Particle.process() vs. ApplicationWatchdog.checkin()

syrinxtech · May 2, 2018, 12:11am

From the docs:

“If the application has not exited loop, or called Particle.process() within the given timeout, or called ApplicationWatchdog.checkin(), the watchdog calls the given timeout function, which is typically System.reset.”

My question is this: Is there a fundamental difference between the two? In other words, is there a reason why I would call one vs. the other? I’m having a problem with a Photon kicking in the WD timer every minute. My loop() is getting longer and longer and I’m wondering if I need one of these somewhere near the middle.

Of course, I’m at the mercy of IFTTT which is what I use to determine uptime. Sometimes I get 5-6 emails, each 1 minute apart, indicating the Photon went offline and immediately came back online. The emails are one minute apart which is why I believe it’s tied to the WD timer. I run in SEMI-AUTOMATIC mode if that matters.

syrinxtech · May 2, 2018, 1:28am

This is what just showed up on IFTTT:

ScruffR · May 2, 2018, 9:32am

ApplicationWatchdog.checkin() does only that, while Particle.process() does mainly other things related to the cloud house keeping and does the checkin as well as “side effect”.
Also be aware, that delay() in non-SYSTEM_THREAD(ENABLED) mode does also call Particle.process() internally.

However, loop() should actually not take that long. Non-blocking coding would be good practice in any case.

syrinxtech · May 2, 2018, 9:52am

Thanks for the clarification.

I agree on the time required for loop(), which is why I can’t explain all of the many IFTTT messages spaced a minute apart. I do have a couple of minor delay() commands in loop(), usually less than 500 ms. I’ve been over the code for days, and I can’t see any obvious examples of blocking code.

I haven’t been able to rule out a flaky Internet connection yet, so I’m trying to focus on code-related issues. I also haven’t ruled out any potential h/w-related issues as well. The problem is that this device is sitting off-site and I don’t have physical access to make logging easier.

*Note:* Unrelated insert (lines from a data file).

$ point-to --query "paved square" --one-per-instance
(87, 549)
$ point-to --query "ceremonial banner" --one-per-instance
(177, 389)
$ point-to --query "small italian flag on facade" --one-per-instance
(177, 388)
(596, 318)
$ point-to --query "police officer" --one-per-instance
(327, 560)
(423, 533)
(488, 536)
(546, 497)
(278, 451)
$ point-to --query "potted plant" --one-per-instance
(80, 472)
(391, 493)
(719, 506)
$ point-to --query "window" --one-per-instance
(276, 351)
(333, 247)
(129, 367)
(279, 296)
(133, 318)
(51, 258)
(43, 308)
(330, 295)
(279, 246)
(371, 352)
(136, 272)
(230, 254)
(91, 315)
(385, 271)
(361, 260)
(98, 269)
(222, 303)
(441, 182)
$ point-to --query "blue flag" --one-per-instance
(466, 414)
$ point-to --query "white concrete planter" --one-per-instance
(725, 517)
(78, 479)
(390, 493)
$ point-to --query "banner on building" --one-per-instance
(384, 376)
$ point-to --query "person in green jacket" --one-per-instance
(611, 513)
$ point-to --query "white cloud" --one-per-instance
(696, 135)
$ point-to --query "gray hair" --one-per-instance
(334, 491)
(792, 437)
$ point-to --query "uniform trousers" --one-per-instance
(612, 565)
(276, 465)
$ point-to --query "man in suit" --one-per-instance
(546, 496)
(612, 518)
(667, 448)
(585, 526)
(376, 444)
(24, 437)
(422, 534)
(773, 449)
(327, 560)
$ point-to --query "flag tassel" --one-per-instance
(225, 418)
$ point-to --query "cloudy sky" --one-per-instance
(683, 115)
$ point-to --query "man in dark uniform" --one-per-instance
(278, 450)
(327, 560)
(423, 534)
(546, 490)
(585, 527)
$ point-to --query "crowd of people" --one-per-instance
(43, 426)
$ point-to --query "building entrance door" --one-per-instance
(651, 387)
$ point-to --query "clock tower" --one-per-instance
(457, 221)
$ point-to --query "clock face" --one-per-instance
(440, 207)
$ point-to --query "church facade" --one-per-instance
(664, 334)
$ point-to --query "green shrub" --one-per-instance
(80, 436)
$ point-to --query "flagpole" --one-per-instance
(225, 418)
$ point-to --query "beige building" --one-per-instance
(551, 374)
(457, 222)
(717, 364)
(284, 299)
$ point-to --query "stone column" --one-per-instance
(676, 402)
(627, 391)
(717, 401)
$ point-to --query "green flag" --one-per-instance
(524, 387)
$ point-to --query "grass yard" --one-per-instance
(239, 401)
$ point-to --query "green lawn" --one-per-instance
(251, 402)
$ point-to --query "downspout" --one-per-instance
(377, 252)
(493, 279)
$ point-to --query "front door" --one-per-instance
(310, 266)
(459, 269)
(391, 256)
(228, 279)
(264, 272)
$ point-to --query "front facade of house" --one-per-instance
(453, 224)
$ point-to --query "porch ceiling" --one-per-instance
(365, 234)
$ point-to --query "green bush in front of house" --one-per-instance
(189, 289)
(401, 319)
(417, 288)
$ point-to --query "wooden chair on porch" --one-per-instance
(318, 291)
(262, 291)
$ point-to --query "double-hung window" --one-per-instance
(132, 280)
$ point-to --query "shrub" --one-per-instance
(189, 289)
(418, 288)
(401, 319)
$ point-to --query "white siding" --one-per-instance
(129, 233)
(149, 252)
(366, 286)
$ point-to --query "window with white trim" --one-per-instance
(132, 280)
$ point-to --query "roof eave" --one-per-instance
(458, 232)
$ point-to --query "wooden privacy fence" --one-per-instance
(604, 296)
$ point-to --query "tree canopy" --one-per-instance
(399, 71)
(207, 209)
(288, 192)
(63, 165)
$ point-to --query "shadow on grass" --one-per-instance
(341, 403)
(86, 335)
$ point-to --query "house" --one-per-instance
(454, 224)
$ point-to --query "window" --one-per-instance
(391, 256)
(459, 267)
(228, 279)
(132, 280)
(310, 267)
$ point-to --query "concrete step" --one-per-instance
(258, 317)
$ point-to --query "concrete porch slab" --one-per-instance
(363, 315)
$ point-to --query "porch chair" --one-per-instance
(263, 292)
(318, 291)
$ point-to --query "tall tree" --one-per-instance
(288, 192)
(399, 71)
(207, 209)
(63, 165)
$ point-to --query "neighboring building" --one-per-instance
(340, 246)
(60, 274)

syrinxtech · May 2, 2018, 3:12pm

Well, I don’t know if putting either in an environment where it’s not needed, but I tried both wd.checkin() and Particle.process() (not at the same time) in my loop(), and both immediately crashed the whole unit and caused every Freeboard display to go entirely crazy. I lost the ability to read temp/humidity and random variables changed frequently. I’m guessing the problem is that each command was run at least every second if not faster.

Even calling either of these just once per loop() caused everything to go to hell in a handbasket. Does anyone have a short example of where they have used either command successfully?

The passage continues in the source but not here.